About 820 stations out of a total of 11,500 petrol stations in France were out of all fuel on Sunday and another 800 were lacking at least one type of fuel, Transport Minister Alain Vidalies told Europe 1 radio.
France has been hit by strikes after President Francois Hollande's Socialist government forced labor reforms through the lower house of parliament on May 10 without a vote. Unions consider the bill unfavorable to workers and want it withdrawn.
"We have the situation fully under control. I think that some of the refineries and depots that were blocked are unblocked or will be in the coming hours and days," Prime Minister Valls told reporters during a visit in Israel.
"In any case, we have the reserves to deal with these blockades."
A prolonged strike at refineries in France in 2010 led to a glut of crude in Europe because it could not be delivered to refineries, a spike in refined products prices due to low output from refineries and shortages at thousands of gas stations.

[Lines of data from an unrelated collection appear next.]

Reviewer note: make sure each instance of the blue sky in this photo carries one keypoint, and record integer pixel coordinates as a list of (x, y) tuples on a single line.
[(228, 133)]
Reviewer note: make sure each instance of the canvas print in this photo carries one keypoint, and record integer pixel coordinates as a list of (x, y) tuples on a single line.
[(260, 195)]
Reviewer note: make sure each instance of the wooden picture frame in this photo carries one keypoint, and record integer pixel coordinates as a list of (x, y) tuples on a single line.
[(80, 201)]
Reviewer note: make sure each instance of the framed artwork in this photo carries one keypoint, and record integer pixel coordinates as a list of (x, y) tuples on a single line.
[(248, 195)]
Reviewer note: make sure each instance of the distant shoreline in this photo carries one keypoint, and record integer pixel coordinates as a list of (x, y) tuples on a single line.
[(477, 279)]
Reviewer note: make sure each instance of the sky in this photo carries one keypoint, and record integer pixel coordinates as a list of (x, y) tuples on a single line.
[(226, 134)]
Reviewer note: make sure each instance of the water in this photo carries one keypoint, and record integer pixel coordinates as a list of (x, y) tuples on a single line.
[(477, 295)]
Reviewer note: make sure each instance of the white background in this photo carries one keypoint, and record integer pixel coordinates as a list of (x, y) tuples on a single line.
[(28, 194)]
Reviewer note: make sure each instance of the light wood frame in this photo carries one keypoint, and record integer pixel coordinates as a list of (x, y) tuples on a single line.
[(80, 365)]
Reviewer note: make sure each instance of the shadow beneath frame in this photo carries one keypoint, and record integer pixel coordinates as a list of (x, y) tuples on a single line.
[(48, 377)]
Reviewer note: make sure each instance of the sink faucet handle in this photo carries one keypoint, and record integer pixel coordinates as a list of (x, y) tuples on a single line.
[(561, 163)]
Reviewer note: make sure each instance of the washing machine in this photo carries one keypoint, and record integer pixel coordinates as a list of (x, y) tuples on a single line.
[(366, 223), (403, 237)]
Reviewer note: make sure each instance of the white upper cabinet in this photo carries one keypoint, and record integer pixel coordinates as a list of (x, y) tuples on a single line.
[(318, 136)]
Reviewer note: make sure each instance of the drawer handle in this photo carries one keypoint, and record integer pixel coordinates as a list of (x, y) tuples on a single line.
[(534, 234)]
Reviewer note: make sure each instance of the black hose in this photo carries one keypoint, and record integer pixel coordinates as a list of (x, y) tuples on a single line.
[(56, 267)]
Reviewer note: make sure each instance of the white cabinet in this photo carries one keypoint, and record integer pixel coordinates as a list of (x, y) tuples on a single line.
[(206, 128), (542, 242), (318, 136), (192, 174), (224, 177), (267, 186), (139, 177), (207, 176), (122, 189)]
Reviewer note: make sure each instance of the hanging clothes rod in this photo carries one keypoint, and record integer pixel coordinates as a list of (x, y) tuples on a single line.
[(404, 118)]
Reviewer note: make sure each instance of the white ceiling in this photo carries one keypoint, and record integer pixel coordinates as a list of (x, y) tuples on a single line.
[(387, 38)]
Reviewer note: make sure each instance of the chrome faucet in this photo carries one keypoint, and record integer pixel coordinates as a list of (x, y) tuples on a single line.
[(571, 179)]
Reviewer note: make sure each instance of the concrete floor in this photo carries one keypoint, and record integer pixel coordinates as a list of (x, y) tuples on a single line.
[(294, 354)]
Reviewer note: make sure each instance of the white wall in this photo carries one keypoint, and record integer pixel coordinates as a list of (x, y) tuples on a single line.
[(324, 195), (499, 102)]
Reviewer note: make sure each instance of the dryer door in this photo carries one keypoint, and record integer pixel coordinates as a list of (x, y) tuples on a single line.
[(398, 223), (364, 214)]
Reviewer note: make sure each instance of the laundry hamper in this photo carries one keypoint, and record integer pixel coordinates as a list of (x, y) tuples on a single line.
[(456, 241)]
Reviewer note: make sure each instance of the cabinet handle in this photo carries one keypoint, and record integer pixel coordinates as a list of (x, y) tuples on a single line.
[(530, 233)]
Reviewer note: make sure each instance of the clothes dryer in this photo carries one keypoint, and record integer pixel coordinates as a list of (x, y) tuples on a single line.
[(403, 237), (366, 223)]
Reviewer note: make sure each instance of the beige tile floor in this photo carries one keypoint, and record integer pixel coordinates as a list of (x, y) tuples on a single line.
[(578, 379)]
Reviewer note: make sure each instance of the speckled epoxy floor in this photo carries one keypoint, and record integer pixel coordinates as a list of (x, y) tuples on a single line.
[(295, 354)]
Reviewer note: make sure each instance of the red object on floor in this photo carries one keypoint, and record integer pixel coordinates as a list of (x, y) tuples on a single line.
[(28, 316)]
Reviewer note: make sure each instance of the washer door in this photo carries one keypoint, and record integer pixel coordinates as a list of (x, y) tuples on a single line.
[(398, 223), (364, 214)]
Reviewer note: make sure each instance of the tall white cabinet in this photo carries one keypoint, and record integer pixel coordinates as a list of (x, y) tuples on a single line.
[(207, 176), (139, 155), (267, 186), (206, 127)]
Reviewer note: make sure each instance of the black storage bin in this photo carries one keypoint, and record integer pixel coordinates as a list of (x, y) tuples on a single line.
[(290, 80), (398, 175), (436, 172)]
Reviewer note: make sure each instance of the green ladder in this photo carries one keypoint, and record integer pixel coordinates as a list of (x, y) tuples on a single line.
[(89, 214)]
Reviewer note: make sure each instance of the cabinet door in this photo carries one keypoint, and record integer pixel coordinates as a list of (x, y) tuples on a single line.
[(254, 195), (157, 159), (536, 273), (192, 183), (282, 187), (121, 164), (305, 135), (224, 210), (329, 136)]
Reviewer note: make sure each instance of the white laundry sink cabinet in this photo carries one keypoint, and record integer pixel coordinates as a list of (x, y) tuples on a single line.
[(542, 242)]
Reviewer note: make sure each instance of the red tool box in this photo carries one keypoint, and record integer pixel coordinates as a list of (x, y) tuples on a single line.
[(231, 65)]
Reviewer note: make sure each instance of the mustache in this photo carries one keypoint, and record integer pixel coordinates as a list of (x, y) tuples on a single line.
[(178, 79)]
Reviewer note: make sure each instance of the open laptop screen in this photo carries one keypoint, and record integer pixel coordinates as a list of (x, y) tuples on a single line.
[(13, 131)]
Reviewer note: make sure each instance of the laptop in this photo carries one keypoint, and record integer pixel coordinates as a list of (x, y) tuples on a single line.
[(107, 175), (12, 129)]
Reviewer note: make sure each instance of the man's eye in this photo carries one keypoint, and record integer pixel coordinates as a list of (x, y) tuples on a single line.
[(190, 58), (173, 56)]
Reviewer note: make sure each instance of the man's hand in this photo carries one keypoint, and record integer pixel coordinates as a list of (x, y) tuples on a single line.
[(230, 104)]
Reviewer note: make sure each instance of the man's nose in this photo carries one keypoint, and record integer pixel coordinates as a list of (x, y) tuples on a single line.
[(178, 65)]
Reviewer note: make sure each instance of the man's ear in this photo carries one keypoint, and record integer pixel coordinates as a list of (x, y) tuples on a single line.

Protesters have blocked deliveries to gas stations from at least half of France's eight refineries. On Friday workers at three Total refineries voted to halt output by Tuesday. Workers also blocked many fuel depots.
The news of fuel shortages and blockades sent drivers rushing to petrol stations to fill their tanks as a precaution.
Several departments imposed fuel restrictions per vehicle and some banned filling up extra fuel in jerry cans.
"If the situation does not improve and if the government remains deaf to French people's claims, we are heading toward fuel shortage and a significant worsening of our economy," Franck Manchon, coordinator for the union Force Ouvriere (FO) at Total, told Reuters.